When we adopt a “report on your neighbor” approach — whether that’s “so and so looks like they might be Jewish,” or “he seems homosexual, arrest him” — it has never worked out. These do not ever turn out to be bright spots in our collective history.
Two exceptions to know about
For triathletes, there are, however, two big caveats to this global cultural hard turn:
- Ironman’s policy remains as it was for now: Which is what World Triathlon’s policy used to be, that trans women can compete in the women’s category after a certain amount of time maintaining testosterone below established limits. And, if they don’t meet that criteria, Ironman allows them compete in a separate “open” category that is distinct from and is *not* the men’s category. Ultimately, Ironman may fall in line with World Triathlon’s changes, but it is not currently.
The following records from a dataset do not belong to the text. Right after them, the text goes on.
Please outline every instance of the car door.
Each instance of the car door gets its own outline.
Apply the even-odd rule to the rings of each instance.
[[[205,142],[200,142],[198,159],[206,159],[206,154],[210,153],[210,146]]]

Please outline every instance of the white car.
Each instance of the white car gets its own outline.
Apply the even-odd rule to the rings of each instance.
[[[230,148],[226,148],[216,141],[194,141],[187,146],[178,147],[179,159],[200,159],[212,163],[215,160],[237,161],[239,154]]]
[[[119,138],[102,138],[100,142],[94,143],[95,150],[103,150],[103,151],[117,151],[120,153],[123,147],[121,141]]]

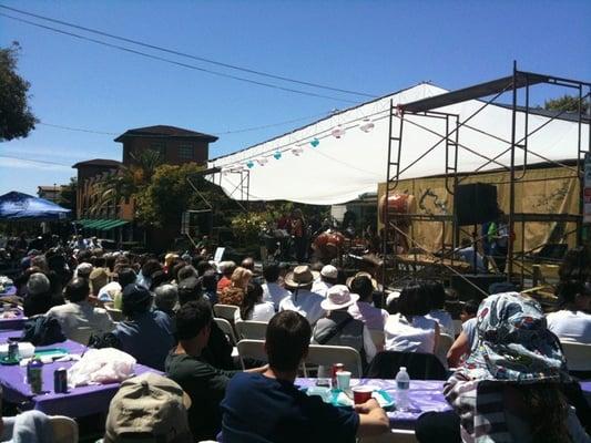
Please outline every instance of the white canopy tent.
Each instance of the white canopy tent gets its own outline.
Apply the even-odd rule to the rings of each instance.
[[[396,105],[446,92],[431,84],[419,84],[237,153],[214,158],[208,167],[220,167],[222,172],[210,176],[210,179],[220,184],[230,197],[238,199],[240,174],[230,171],[243,168],[249,171],[251,200],[286,199],[316,205],[350,202],[364,193],[376,192],[378,184],[386,181],[390,100]],[[502,153],[510,146],[512,112],[503,106],[485,104],[469,100],[437,110],[459,114],[459,121],[465,122],[483,106],[459,130],[459,143],[463,147],[459,150],[458,172],[473,172],[496,156],[499,157],[480,171],[509,165],[509,154]],[[529,114],[529,133],[549,120]],[[523,122],[524,113],[519,113],[517,140],[524,135]],[[369,131],[367,123],[374,124]],[[398,117],[393,124],[394,134],[398,135]],[[335,137],[333,132],[336,128],[345,133]],[[574,122],[549,122],[528,137],[527,163],[575,158],[578,132]],[[406,114],[400,178],[444,174],[445,143],[440,143],[416,164],[411,163],[440,142],[445,134],[445,121]],[[581,136],[581,146],[588,146],[588,128],[583,128]],[[319,142],[317,146],[310,144],[315,138]],[[518,152],[516,163],[523,164],[522,152]]]

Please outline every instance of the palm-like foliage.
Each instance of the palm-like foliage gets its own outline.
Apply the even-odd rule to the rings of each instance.
[[[91,193],[92,215],[100,214],[109,206],[116,207],[122,198],[131,198],[147,186],[163,162],[160,153],[153,150],[131,154],[132,163],[121,165],[119,169],[105,174],[96,182]]]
- In the U.S., the USA Triathlon policy also remains as it was: For races governed by World Triathlon — ie. if you want to represent your country in your age-group at the world championships — or by the NCAA or other elite eligibility criteria, then rules have to comply with World Triathlon or the governing body. But for all other races in the U.S., which is most races, most grassroots show-up-to-your-local-park-and-just-do-the-thing races, the rule is if you go to packet pick-up and present your ID to check-in, then the volunteer handing out registration is going to believe you. Because why the hell wouldn’t they.